Pechino e dintorni

Viaggio in Cina tra il grigio del cielo e i colori dell'autunno
Scritto da: giubren
pechino e dintorni
Partenza il: 19/10/2014
Ritorno il: 02/11/2014
Viaggiatori: 2
Spesa: 2000 €
E’ ormai sera quando raggiungiamo gli hutong del quartiere Dongcheng. Lungo Nanluoguxiang, nei pressi dell’omonima stazione della metropolitana, brulicano esercizi commerciali e ristoranti. La via è illuminata da lanterne e fiancheggiata dai salici piangenti… forse è proprio la commercializzazione dell’area che ha salvato il quartiere dalle ruspe e che lo rende ai miei occhi ancora familiare e riconoscibile a distanza di anni. Sono di nuovo a Pechino… nell’aprile del 2006 la città era prossima all’apertura delle Olimpiadi e molti monumenti erano ai restauri o chiusi all’accesso dei visitatori. La modernizzazione ebbe in quel periodo un’ulteriore accelerazione e molti edifici tradizionali venivano rasi al suolo per edificare mostri in vetrocemento… ma ecco, arriviamo al nostro albergo di stile tradizionale, un tempo residenza di un generale dell’epoca Qing e da 20 anni adattato per accogliere i turisti stranieri. Il Banchang hutong è rimasto esattamente come lo ricordavo anche se sono aumentate le macchine parcheggiate a fatica ai suoi lati. Le lanterne all’ingresso sono sempre al loro posto… nessun lavoro di ristrutturazione è stato intrapreso nonostante una certa patina di trascuratezza, l’atmosfera e la tranquillità dei cortili interni è esattamente quella che mi era rimasta impressa e che sono stato felice di ritrovare.

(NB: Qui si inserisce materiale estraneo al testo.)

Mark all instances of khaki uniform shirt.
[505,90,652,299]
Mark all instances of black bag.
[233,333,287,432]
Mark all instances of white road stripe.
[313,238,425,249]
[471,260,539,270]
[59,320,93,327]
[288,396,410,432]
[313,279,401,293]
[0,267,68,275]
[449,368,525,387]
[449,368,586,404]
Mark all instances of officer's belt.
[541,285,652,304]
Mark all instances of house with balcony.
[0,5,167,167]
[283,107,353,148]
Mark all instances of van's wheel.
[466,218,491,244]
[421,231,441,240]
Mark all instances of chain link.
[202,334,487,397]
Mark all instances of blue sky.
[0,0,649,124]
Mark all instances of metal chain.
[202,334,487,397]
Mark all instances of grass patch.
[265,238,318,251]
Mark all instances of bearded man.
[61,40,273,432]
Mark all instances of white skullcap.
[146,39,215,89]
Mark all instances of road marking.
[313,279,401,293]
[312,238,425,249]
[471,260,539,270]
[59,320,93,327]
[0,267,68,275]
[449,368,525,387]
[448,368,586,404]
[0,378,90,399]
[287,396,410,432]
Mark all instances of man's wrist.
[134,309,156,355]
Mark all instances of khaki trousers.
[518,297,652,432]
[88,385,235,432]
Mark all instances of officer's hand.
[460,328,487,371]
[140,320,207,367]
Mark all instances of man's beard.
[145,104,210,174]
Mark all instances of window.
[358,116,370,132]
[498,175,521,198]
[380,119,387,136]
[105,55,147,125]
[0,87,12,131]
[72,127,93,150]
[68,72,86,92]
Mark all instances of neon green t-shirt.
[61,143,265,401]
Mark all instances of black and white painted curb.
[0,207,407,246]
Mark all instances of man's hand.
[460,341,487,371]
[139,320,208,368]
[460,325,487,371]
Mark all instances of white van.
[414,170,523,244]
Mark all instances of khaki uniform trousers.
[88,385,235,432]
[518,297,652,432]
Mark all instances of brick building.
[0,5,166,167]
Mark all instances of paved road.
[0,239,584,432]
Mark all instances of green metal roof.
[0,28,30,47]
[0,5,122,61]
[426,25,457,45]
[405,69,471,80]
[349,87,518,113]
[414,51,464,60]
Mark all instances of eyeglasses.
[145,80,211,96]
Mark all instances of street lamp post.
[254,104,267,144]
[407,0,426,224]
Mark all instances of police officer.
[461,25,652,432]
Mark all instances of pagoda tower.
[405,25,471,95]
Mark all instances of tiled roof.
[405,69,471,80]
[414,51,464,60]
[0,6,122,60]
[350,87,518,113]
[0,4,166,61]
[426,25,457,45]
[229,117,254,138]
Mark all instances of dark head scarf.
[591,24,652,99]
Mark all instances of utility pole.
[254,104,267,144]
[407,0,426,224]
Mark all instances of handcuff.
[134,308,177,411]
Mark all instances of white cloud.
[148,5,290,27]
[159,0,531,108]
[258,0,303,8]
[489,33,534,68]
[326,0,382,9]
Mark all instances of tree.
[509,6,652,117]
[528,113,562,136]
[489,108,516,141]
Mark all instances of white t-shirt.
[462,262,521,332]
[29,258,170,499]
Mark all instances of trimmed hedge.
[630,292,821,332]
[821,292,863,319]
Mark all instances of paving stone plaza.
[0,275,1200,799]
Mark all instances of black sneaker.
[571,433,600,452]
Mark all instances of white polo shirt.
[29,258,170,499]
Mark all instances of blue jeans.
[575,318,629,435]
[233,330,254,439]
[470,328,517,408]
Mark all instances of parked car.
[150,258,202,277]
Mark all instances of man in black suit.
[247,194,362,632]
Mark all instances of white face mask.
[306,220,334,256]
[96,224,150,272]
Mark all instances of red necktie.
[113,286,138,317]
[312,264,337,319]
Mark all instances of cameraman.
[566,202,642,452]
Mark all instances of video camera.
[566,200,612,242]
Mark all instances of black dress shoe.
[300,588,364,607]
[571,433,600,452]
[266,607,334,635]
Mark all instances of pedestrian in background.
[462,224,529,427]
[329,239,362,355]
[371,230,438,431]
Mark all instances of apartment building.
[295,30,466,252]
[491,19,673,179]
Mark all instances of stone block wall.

Difficilmente le altre città dell’Estremo Oriente possono rivaleggiare con Pechino, capitale per secoli dell’Impero di Mezzo sotto diverse dinastie che da qui governavano un territorio vastissimo, influenzando culturalmente i Paesi vicini. Con la caduta della dinastia mancese dei Qing nel 1911, la nuova capitale della Cina repubblicana venne spostata a Nanchino e Pechino continuò a vivere indisturbata al ritmo delle tradizioni ancestrali fino al 1959. Persino gli occupanti giapponesi non osarono profanarla durante il secondo conflitto mondiale, ma grandi cambiamenti furono inevitabili quando i comunisti di Mao la scelsero quale loro sede di governo. Similmente a quanto accadeva in passato con l’avvicendamento delle dinastie, la capitale doveva rispecchiare la nuova ideologia dominante, per cui la vecchia cultura doveva essere cancellata assieme a tutti quegli edifici e strutture che potessero tramandarla ai posteri. Le tracce del passato tuttavia sono ancora numerose, sia in città che nei suoi dintorni, per cui difficilmente si può esplorare l’area della capitale in pochi giorni.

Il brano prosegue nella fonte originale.